I know that matrices product is correct when the number of the columns of the first matrix is equal to the number of rows of the second matrix.
Why I can't do the product between a column vector and a row vector in Mathematica? For example:
$$\begin{bmatrix}1 \\ 2 \\ 3 \end{bmatrix} \, \begin{bmatrix}1 & 2 & 3\end{bmatrix}$$
Mathematica gives me the error: Dot::dotsh: Tensors {{1},{2},{3}} and {1,2,3} have incompatible shapes.
Thank you so much.
Remember that Mathematica does not distinguish between row vectors and column vectors: all vectors are seen as lists (tutorial). You could convert each vector into a $1\times n$ matrix (row vector) and a $n\times1$ matrix (column vector), as @Mefitico suggests, and then matrix-multiply, Matlab-style. You could also stay with vectors-as-lists and do an outer product:
Outer[Times, {1, 2, 3}, {1, 2, 3}]
or
KroneckerProduct[{1, 2, 3}, {1, 2, 3}]
I suggest you define a function to perform such products like:
VecProd[v__, u__] := Transpose[{u}].{v}
Then for your case:
VecProd[{1, 2, 3}, {1, 2, 3}]
Evaluates to:
{{1, 2, 3}, {2, 4, 6}, {3, 6, 9}}
This looks simple, but as a non frequent user, it becomes annoying to wrap my head around this particularity every time.

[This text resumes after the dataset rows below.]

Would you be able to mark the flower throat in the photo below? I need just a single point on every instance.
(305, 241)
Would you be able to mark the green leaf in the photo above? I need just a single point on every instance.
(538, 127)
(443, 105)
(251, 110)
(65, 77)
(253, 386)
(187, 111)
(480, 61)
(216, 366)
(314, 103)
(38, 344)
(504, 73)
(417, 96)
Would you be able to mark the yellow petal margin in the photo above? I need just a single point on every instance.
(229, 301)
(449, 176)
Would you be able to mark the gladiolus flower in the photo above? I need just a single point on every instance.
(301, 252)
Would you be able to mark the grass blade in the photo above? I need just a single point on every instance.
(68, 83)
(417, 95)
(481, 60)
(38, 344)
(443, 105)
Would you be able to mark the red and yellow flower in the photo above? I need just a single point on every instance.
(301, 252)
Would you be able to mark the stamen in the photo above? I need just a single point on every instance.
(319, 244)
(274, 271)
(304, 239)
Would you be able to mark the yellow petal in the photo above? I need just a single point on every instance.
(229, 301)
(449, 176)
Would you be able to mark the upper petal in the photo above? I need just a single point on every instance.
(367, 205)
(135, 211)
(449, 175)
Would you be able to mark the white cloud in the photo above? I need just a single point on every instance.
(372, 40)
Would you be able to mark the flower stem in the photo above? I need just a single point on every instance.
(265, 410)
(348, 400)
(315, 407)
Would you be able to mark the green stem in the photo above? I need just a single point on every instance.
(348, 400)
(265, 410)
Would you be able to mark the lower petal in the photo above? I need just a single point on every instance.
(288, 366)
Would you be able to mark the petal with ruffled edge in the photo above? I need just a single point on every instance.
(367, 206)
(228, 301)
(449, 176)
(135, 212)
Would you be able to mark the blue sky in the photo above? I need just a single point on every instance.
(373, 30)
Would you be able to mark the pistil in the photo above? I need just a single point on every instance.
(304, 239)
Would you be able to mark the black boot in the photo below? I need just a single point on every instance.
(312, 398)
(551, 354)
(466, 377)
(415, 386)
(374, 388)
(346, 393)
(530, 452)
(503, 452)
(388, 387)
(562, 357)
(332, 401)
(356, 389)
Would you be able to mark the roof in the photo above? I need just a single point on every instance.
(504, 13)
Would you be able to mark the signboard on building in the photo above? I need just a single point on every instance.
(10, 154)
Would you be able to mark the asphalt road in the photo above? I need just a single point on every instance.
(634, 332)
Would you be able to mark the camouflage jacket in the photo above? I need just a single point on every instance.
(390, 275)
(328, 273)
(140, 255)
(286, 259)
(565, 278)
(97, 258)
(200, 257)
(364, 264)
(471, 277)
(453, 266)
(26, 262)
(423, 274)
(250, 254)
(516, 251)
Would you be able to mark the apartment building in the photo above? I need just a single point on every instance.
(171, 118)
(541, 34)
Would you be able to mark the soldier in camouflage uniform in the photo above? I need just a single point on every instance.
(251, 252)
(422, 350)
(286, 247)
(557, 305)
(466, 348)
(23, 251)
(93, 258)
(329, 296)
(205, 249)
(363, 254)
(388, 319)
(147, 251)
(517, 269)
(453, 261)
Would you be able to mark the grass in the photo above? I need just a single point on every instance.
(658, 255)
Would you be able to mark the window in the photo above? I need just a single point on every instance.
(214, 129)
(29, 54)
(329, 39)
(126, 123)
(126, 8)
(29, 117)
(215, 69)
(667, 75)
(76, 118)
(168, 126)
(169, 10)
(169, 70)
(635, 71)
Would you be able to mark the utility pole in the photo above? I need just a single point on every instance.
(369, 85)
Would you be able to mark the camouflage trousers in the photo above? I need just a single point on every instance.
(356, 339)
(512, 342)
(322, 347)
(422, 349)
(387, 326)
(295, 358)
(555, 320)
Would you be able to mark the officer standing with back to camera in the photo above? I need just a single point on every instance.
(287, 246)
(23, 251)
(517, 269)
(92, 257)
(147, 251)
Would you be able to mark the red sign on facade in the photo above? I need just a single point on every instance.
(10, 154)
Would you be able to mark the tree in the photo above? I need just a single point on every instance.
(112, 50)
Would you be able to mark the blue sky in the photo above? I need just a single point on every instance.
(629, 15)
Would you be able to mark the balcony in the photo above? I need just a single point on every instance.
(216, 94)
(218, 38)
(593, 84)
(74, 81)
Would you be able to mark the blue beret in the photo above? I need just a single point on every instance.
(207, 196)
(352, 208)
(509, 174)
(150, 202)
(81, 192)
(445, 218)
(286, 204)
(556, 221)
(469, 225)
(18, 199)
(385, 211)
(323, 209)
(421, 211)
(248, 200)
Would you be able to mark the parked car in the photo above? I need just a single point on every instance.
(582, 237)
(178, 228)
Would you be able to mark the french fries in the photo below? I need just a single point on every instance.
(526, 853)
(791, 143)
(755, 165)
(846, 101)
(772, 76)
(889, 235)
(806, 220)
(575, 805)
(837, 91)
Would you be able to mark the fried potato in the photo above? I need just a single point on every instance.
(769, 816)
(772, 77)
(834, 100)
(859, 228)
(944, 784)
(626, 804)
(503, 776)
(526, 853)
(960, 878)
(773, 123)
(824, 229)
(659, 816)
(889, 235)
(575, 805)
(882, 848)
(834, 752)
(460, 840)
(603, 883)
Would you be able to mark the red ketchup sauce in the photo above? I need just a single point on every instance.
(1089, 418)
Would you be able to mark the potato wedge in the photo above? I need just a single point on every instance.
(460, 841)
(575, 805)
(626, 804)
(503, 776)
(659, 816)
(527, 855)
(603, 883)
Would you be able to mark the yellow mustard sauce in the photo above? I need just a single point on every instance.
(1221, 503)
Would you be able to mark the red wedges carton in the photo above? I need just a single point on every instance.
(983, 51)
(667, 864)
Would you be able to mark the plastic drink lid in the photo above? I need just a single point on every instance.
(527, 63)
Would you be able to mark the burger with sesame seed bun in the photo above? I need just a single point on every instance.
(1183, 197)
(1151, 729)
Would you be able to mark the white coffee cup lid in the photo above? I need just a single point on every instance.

VecProd[v_, u_] := ... (or VecProd[v_List, u_List] := ... for clarity) since you'd never want this to match for more than 2 arguments.
– Sjoerd Smit
Feb 27 '19 at 12:03
u and v are vectors with variable size, as opposed to a scalar but looking at Wolfram Doccumentation it seems unclear if that was necessary.
– Mefitico
Feb 27 '19 at 16:12
v__ will not match a vector of variable size; it will match a sequence of arguments. For example, VecProd[1,2,3,4,5,6] will also match the pattern and give nonsense results. In that case, it matches v to 1 and u to Sequence[2,3,4,5,6]. A variable-length vector named u should be matched as u : {__} (list with 1 or more elements) or simply u_List (anything with the head List).
– Sjoerd Smit
Feb 27 '19 at 16:41
{{1}, {2}, {3}}.{{1, 2, 3}}– Coolwater Dec 15 '17 at 10:01